Hinsichtlich der Gruppe soll der Gruppenleiter möglichst wenig ins aktuelle Geschehen eingreifen. Nach der Vorbereitung der Malaktion ist seine Aufgabe, den restlichen in die Wege geleiteten Prozeß mehr zu beobachten als zu steuern. Denn nur aufgrund eigener Erfahrungen können die Teilnehmer lernen. Er soll dem Geschehen nur dort behutsam Struktur geben, wo dies nötig ist, etwa in Einzelschritte zergliedern oder wiederholen. Der Gruppenleiter sagt also eher zuviel als zuwenig. Ferner soll er nötige Regeln erklären und auf deren Einhaltung achten. Hierzu gehört die Wahrung des Freiraums Gruppe: »Jeder darf hier so malen wie er will.«

Hinsichtlich des Malenden soll der Gruppenleiter keinen Druck ausüben. Der Teilnehmer soll nicht malen müssen. Wenn er noch nicht dazu bereit ist, soll ihm Zeit gelassen werden. Ebenso soll er soll den Malenden beim Fertigwerden nicht drängen. Der Malende soll selber entscheiden, wann das Bild fertig ist.

Der Leiter soll nicht zuviel auf die Malenden einreden, sondern leise sprechen und mit Handlungen wie lächeln, nicken oder handauflegen kommunizieren (vgl. Egger 1981). Es ist besser, erst nach dem Malen zu reden, dann den Malprozeß nachzuerleben und die wichtigsten Ereignisse einander mitzuteilen.

Der Gruppenleiter soll viel herumgehen; so ist er gleichzeitig bei allen, und jeder fühlt sich beachtet, doch keiner fühlt sich kontrolliert. Er soll sich ausreichend Zeit lassen, um sich um jeden zu kümmern, insbesondere wenn einzelne Teilnehmer ihn stark beanspruchen.

Hinsichtlich des Bildes soll keine subjektive Wertung vorgenommen werden. Das Bild ist nicht nach der persönliche Vorliebe des Gruppenleiters zu beurteilen, denn die Teilnehmer werden schnell von solchen Wertungen abhängig und verlieren die eigene Freiheit zu entscheiden, ob für sie ein Bild befriedigend ist oder nicht (vgl. Egger 1981). Daher soll er das Bild nicht loben. Wenn er sagt, ein Bild sei schön, heißt das, daß es auch nicht schöne Bilder gibt. Warum sollte seine subjektive Meinung hier entscheiden? Außerdem ruft er mit seinem Lob wieder das Leistungsdenken auf den Plan, von dem loszukommen schwer genug ist. Besser stellt er die Frage zurück an den Malenden, dem es schließlich gefallen soll. Der Gruppenleiter soll, wie auch die anderen Teilnehmer, dem Malenden zeigen, daß sein Bild eine Wirkung auf ihn hat. Er soll – sparsam allerdings – seine Empfindungen wie etwa Freude, Überraschung oder Berührtheit mitteilen.
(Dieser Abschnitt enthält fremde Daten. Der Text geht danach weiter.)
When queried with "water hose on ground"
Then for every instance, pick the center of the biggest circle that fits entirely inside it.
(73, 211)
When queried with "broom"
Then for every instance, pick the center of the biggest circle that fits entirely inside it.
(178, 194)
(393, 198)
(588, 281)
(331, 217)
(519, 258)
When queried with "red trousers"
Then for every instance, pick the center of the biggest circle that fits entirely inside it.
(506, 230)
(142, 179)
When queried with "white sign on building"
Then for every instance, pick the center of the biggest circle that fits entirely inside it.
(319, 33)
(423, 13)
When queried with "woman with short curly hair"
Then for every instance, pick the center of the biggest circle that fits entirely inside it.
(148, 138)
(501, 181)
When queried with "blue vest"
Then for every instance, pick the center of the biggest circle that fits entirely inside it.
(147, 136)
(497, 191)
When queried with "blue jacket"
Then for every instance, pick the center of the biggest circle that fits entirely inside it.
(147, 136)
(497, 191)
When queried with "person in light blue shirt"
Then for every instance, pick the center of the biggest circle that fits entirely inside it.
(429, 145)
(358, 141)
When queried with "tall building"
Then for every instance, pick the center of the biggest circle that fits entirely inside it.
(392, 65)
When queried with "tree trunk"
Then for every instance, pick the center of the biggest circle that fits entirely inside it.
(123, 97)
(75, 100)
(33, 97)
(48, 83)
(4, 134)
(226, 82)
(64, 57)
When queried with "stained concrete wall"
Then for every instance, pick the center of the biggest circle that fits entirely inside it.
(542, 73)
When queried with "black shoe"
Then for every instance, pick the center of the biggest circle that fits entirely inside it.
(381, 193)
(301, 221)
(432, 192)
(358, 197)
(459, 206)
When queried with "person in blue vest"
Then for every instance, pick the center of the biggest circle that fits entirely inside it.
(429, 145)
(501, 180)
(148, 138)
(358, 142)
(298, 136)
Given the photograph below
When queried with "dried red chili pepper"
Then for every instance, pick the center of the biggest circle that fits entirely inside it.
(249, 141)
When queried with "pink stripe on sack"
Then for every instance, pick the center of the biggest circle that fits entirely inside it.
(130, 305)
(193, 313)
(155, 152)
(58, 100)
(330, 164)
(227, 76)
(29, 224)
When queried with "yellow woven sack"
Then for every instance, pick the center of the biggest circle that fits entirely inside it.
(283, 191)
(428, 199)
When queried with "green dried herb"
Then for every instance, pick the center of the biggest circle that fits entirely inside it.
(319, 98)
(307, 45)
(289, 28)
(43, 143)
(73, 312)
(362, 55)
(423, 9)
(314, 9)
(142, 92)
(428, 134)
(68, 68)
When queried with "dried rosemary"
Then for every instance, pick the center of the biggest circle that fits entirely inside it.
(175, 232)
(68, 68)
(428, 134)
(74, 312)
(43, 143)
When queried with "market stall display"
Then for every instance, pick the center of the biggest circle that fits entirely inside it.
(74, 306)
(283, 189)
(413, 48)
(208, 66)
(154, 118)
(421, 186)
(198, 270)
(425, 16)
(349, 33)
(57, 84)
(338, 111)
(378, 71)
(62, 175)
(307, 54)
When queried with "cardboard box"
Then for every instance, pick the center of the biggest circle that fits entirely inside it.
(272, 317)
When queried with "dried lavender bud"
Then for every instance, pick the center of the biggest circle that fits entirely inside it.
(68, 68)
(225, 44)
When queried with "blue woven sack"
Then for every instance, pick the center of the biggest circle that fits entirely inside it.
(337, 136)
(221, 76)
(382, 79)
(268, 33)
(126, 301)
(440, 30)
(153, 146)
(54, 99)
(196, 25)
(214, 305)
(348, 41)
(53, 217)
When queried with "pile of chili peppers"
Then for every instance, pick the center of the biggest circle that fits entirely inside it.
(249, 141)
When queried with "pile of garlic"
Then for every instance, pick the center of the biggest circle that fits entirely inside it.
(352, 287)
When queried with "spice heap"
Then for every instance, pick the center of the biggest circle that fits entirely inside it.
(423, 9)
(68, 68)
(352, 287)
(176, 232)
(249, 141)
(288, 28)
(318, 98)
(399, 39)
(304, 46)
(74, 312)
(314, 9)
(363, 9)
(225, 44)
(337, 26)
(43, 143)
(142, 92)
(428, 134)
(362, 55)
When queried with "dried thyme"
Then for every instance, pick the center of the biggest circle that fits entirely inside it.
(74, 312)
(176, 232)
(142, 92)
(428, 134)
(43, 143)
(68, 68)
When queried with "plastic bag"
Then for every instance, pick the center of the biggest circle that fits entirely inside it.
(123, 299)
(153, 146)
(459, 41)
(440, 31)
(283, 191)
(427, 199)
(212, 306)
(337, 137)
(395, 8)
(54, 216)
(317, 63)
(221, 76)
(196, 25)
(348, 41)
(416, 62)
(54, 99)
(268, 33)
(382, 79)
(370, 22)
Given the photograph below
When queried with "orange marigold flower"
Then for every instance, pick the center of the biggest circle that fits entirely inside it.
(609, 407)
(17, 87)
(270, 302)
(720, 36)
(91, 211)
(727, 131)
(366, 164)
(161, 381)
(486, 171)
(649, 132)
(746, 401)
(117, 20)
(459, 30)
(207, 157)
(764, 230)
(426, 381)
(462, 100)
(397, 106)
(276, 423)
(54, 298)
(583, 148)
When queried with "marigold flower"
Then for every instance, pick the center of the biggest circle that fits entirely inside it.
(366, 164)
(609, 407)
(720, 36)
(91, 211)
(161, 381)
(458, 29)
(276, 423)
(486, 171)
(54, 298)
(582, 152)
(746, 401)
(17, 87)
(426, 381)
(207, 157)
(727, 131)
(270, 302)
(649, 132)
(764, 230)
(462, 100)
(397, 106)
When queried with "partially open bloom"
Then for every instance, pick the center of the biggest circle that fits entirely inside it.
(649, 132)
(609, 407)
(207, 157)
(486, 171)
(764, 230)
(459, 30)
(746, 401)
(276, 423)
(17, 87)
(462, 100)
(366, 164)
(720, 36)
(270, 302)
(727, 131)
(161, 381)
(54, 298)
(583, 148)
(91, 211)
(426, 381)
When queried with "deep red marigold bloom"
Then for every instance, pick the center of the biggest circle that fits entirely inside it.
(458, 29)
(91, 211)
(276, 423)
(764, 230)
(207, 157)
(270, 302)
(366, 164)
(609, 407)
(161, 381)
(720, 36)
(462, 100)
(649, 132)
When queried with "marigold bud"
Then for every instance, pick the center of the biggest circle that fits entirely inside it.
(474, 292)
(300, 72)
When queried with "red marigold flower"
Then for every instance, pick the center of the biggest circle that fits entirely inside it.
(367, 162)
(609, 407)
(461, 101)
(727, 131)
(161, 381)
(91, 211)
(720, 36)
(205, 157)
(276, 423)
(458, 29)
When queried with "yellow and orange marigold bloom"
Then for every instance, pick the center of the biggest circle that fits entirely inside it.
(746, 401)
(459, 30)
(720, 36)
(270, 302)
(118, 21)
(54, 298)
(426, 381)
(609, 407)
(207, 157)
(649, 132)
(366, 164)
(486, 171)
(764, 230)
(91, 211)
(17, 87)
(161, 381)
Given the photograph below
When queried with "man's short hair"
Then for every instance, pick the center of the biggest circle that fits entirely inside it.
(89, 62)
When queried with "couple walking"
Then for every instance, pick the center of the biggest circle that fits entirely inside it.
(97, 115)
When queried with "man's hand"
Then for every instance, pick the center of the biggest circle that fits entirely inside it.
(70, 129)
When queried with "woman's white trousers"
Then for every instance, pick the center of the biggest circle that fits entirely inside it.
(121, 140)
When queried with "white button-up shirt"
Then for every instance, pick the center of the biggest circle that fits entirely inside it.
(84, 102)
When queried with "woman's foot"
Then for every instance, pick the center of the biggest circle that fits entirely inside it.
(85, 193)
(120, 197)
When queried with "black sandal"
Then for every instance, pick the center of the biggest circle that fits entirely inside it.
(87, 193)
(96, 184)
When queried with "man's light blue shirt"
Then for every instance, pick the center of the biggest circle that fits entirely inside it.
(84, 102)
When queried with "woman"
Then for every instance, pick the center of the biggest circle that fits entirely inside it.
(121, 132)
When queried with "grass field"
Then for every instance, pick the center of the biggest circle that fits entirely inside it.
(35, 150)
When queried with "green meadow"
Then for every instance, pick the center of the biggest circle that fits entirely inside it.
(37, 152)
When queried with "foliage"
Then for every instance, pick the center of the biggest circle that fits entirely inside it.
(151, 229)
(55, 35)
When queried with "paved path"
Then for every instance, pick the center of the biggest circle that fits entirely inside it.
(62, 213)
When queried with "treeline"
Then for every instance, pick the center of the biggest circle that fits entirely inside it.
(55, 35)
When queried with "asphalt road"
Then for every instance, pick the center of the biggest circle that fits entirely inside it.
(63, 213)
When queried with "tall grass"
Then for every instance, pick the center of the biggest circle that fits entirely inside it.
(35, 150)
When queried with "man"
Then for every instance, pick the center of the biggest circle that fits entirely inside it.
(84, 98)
Statt des Bildes soll die kreative Leistung wertgeschätzt werden, was Aussagen wie »Das war aber viel Arbeit.«, »Das war aber nicht leicht.« oder »Du hast dir viel Mühe gegeben.« dokumentieren (vgl. Egger 1981).

Es darf nicht sein, daß der Leiter das Bild für den Teilnehmer malt, weil dieser es sich nicht zutraut. Er soll auch nichts vormalen – es sei denn zum Erläutern der Maltechnik, wenn sprachliche Anleitung nicht ausreicht. Genausowenig soll er im Bild korrigieren; denn was sollte auch korrigiert werden? Für den Behinderten soll immer erkennbar bleiben, daß es sein Bild ist, und daß er allein darüber entscheidet, wie es sich entwickelt und was mit ihm geschieht. Genauso sollen nie konkrete Vorschläge gemacht werden, was noch gemalt werden könnte. Besser aus der Logik des Bildes heraus fragen: »Wie kommt der Mann ins Haus?«, »Was könnte noch ins Bild passen?« oder ähnliches (vgl. Egger 1981).